Moins d’une semaine après la remise d’un rapport sur la médecine du travail au ministre du Travail François Rebsamen, un amendement reprenant des propositions issues du document a été intégré au projet de loi sur le dialogue social. Il vise à réserver le contrôle de l’aptitude du salarié à certains postes à risques (pilotes d’avion, conducteurs de train ou grutiers par exemple). L’employeur établirait lui-même la liste des postes concernés, suggère le rapport Issindou. Pour tous les autres salariés, il propose de remplacer la visite médicale d’embauche par une « visite d’information et de prévention » réalisée par un infirmier de santé au travail.

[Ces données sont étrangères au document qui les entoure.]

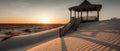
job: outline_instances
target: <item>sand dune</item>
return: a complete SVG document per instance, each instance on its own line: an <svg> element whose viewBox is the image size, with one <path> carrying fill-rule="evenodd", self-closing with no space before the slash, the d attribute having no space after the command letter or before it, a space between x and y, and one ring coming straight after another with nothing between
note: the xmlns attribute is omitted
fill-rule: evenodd
<svg viewBox="0 0 120 51"><path fill-rule="evenodd" d="M29 48L36 46L37 44L41 44L58 37L59 28L29 35L12 37L6 41L0 42L0 50L25 51Z"/></svg>
<svg viewBox="0 0 120 51"><path fill-rule="evenodd" d="M2 51L119 51L120 20L80 24L77 31L58 37L58 29L13 37L0 43ZM48 41L50 40L50 41Z"/></svg>

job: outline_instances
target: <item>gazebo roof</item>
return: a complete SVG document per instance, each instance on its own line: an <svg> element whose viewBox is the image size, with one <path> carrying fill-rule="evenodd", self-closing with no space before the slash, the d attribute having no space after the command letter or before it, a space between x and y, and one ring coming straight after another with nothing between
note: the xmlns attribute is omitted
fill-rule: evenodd
<svg viewBox="0 0 120 51"><path fill-rule="evenodd" d="M80 5L70 7L69 10L75 11L100 11L102 8L101 4L91 4L89 1L84 0Z"/></svg>

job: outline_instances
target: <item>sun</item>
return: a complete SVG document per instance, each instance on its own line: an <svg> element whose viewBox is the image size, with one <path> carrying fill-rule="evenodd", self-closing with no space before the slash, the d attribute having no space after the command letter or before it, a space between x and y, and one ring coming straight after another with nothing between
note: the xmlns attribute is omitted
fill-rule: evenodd
<svg viewBox="0 0 120 51"><path fill-rule="evenodd" d="M50 23L50 18L42 18L42 23Z"/></svg>

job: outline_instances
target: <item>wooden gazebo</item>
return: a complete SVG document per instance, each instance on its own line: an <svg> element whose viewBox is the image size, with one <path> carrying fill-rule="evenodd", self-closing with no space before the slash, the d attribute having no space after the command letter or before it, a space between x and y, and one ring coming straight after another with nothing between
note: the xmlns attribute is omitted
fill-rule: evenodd
<svg viewBox="0 0 120 51"><path fill-rule="evenodd" d="M59 31L59 36L62 37L64 34L69 32L70 30L77 30L80 23L83 22L91 22L91 21L99 21L99 11L101 10L102 5L100 4L91 4L87 0L84 0L82 4L74 7L70 7L70 22L66 24L63 28ZM74 13L72 13L74 11ZM89 11L97 11L97 16L89 16ZM79 13L81 12L81 16ZM87 12L87 16L84 17L83 12Z"/></svg>
<svg viewBox="0 0 120 51"><path fill-rule="evenodd" d="M73 17L72 11L74 11L74 17L80 18L81 21L89 21L90 18L94 18L95 21L99 21L99 11L101 10L101 8L102 8L101 4L91 4L89 1L84 0L80 5L69 8L70 17L72 19L72 17ZM89 16L88 15L89 11L97 11L97 16ZM81 12L81 16L79 16L80 12ZM86 12L87 16L83 17L82 12ZM84 18L86 18L86 19L84 20Z"/></svg>

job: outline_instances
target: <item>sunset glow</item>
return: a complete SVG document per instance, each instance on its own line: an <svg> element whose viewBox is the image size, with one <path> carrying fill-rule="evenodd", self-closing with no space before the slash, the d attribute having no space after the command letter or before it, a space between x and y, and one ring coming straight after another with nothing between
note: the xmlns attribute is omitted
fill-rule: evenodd
<svg viewBox="0 0 120 51"><path fill-rule="evenodd" d="M50 23L50 18L42 18L42 23Z"/></svg>

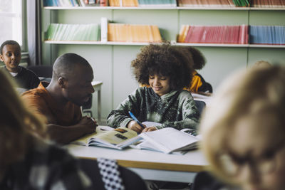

Mais la disparition du contrôle de l’aptitude des salariés lors de l’embauche est l’arbre qui cache la forêt.

Effectifs en chute libre

La mesure principale proposée par le rapport Issindou consiste à espacer à cinq ans les visites médicales périodiques, actuellement obligatoires tous les deux ans. « Le démantèlement de la médecine du travail est en route, s’alarme Jocelyne Marmande, secrétaire confédérale FO chargée de la Protection sociale. Plutôt que d’ouvrir le numerus clausus et de former des médecins du travail, on choisit de s’adapter à des effectifs en chute libre. »

Aujourd’hui, 40 % des 4 982 médecins du travail en activité ont plus de 60 ans. Leurs effectifs devraient diminuer de plus de moitié d’ici à 2030.